The U.S. has recorded over 432,000 confirmed cases, including over 14,000 deaths, while more than 24,000 have reportedly recovered, as of Thursday. The official figure for the number of recoveries in the U.S. has yet to be released by the U.S. Center for Disease Control and Prevention (CDC).
A spokesperson for the CDC told Newsweek that the CDC does not “have the current numbers for recovered patients at this time, and CDC has not included this data in our ongoing case counts as of yet” but the CDC “may put it [the data on recoveries] together in the future.”
New York is the country’s worst-hit state, with at least 149,000 infections and 6,200 fatalities.

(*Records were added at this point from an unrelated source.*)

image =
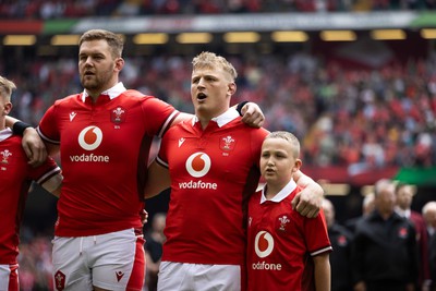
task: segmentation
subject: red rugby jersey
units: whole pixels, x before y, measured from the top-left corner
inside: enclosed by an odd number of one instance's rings
[[[183,122],[162,138],[158,162],[171,177],[162,260],[244,264],[243,203],[257,187],[267,131],[243,124],[233,109],[214,120],[204,131]]]
[[[300,191],[292,180],[271,201],[263,190],[251,197],[247,290],[315,290],[311,256],[331,252],[331,245],[323,211],[306,218],[292,209]]]
[[[0,131],[0,264],[16,264],[20,226],[32,181],[43,184],[61,169],[48,158],[33,168],[21,144],[21,136],[10,129]]]
[[[122,83],[96,104],[76,94],[58,100],[38,131],[60,143],[64,175],[56,235],[85,237],[142,229],[140,210],[148,154],[178,111],[152,96],[125,90]]]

The state recorded its highest daily death toll of 779 on Wednesday, New York Governor Andrew Cuomo confirmed at a press conference on Wednesday.
Spain has the second largest number of cases, with more than 1452,000 confirmed infections, overtaking that of Italy, which has seen over 139,000 cases, as of Wednesday.
Both Spain and Italy saw a recent flattening of the curve of the outbreak, with the number of new cases reported to be on a slightly declining trend.
Both European nations are also among the countries with the highest number of recoveries. At least 52,000 people in Spain and at least 26,400 in Italy were reported to have recovered from infection, as of Wednesday.
Other countries reporting the largest number of cases outside China include Germany (at least 113,200 cases), France (at least 83,000 cases) and Iran (at least 64,500 cases).
Earlier this week, cases of the virus in Iran were said to be “flattening off,” according to the World Health Organization (WHO).
“Due to an impressive scaling up of many of the control measures, we have seen a flattening off of the number of cases in Iran and in fact, some suggestion, in recent days of perhaps a decline in the number of new cases,” the Acting Regional Emergency Director for the WHO East Mediterranean Regional Office (EMRO), Richard Brennan, said at a press conference on Tuesday.
But earlier this week, a member of Iran’s national COVID-19 task force, Hamid Souri, claimed around half a million people in Iran are infected, he told IRNA (Islamic Republic News Agency) on Monday.
“The current estimate is that about 500,000 people in the country are infected with the coronavirus,” Souri said, adding that this was not exact “as asymptomatic patients have not been identified.”
Referring to rising numbers of cases in several provinces and the capital Tehran, Souri said, “The coronavirus curve has not flattened anywhere in the country,” Al Arabiya reported.
The graphic below, provided by Statista, illustrates the spread of COVID-19 across the globe.
Top 10 countries with most confirmed COVID-19 cases
(as of April 9)
- U.S.—at least 432,000
- Spain—at least 148,000
- Italy—at least 139,000
- Germany—at least 113,000
- France—at least 83,000
- China—at least 82,000
- Iran—at least 64,000
- U.K—at least 61,000
- Turkey—at least 38,000
- Belgium—at least 23,000
Data on COVID-19 cases is from Johns Hopkins University unless otherwise stated.